2. Since the pivot table will be based on the manually created sheet (by copying and pasting), changes in the two original workbooks will not update the pivot table on refreshing unless the same changes are carried out in the consolidated sheet (created by copying and pasting above) as well.  So this leads to duplication of effort.

Both problems outlined above can be resolved by using MS Query.  The technique mentioned below will work as long as the three conditions mentioned above are satisfied.  Furthermore, since MS Query will only recognize named ranged with rows up to 65,536, the number of rows of data in each of the worksheets (Jan and Feb) should not exceed 65,536.  The combined rows in both worksheets could be any number.

Depending upon the version of MS Excel which you are using, there could be two ways to solve this problem

Solution for MS Excel 2010 and higher versions

If you are using the Power Query add-in, then a few simple steps (no formulas at all) can solve this problem.  The result will be dynamic and refreshable (just as in a Pivot Table).  In order for the Power Query solution to work, all files will have to be saved as CSV files in the same folder (Since a CSV files can have only one worksheet, the Jan and Feb worksheets in the other workbook will have to become two workbooks – Jan.csv and Feb.csv).  In Power Query, there is a feature to append data from multiple CSV files lying in a specific folder into one running range.  Once this is done, the running range can either be transferred to an MS Excel worksheet (if the number or rows are up to 1 million) from where a Pivot Table can be created OR the running range can be loaded to the Data Model (Excel 2013) [the Data Model will be able to accommodate more than 1 million rows depending upon the hardware and software configuration of the machine] from where a Pivot Table can be created.
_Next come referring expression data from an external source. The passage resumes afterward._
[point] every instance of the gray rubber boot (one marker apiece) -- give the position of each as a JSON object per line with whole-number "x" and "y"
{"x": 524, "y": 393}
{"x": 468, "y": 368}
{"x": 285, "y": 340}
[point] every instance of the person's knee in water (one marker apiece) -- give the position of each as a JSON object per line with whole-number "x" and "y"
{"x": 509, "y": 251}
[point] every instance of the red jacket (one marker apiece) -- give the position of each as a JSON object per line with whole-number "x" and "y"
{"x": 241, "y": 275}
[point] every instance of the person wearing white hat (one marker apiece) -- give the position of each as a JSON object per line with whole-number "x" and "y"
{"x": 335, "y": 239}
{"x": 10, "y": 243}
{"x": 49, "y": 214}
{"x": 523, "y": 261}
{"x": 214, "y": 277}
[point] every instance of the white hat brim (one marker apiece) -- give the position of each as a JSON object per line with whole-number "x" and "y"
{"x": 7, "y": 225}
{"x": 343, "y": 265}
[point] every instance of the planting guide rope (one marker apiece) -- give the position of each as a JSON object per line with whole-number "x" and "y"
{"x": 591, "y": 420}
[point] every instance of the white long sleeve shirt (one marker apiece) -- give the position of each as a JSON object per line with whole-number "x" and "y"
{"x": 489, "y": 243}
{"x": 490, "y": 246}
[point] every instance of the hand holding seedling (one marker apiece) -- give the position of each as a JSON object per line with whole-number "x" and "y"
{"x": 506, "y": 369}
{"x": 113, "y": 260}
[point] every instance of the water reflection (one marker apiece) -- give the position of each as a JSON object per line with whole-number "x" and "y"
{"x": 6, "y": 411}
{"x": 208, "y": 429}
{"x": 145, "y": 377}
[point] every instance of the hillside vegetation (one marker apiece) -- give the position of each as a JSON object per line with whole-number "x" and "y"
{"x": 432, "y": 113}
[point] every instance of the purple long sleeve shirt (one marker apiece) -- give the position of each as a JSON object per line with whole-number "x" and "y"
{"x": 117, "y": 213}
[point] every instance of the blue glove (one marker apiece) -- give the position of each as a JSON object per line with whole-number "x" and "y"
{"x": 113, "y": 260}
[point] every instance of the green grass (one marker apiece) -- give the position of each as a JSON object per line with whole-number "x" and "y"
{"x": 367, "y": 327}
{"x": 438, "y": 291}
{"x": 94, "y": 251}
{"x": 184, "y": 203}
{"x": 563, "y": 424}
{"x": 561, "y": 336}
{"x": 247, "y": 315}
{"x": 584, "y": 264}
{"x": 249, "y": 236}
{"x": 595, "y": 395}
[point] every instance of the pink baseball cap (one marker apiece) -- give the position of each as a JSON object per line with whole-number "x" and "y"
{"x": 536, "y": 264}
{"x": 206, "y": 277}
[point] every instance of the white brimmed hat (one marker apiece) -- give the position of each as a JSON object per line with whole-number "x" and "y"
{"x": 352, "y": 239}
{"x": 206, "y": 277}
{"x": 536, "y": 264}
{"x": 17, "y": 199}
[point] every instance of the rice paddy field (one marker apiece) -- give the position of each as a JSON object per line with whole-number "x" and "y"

You may watch a short video here:

Solution for all versions of MS Excel

The steps for creating a pivot table from multiple worksheets (both in the same file) are:

1. Both workbooks – Book1.xls and Book2.xls are saved on the desktop.
2. Open Book1.xls, select the data on the Jan sheet (including the first row as the header row – on the Jan sheet, it will be A1:S4.  Ensure that the header row has some distinctive formatting such as Bold or some colour) and press Ctrl+F3 > New.  In the Name box, type Dummy and click on OK > Close.
3. To cross check that the name assigned above has indeed been assigned correctly, select the data range once again and in the Name box (left of the formula bar), Dummy should appear.
4. Select A1:S4 of the Jan sheet again and press Ctrl+T to convert this range into a Table.  Ensure that the “My Table has headers” box is checked.  Save and close Book1.xks
5. Repeat steps 2 – 4 for the Feb sheet on Book2.xls as well.  In step 3, just change the name to Dummy1.  Save and close Book2.xls
6. Open a new workbook and go to Data > From Other Sources > From Microsoft Query
7. Under Databases, select Excel files > OK
8. In the Directories dialog box, navigate to the folder on the desktop where the Book1.xls file is saved.  So for me, it is saved under C:\Users\Ashish\Desktop\ and double click on the folder where Book1.xls file is saved
9. In the left hand side window, select the Book1.xls file and click on OK
10. With Dummy selected, click on the > symbol to bring over all columns of this named range to the right hand side box
11. Click on Next three times
12. Select the option of Return Data to Microsoft Excel
13. At this stage, if you wish to get data in a Table form then select Table.  If you wish to create a pivot table, select the second option button – Pivot Table.  Select any cell where you would like to the result to appear, say cell A1.
14. Click on OK.  A counter will run at the bottom left hand side with the title of Reading Data
15. If you had selected pivot table in step 13 above, then the pivot table grid/layout will appear
16. You may now drag fields to create a pivot table

So the Table or pivot table which you have created so far is only from Jan sheet of Book1.xls.  We have to also include data from Feb sheet of Book2.xls.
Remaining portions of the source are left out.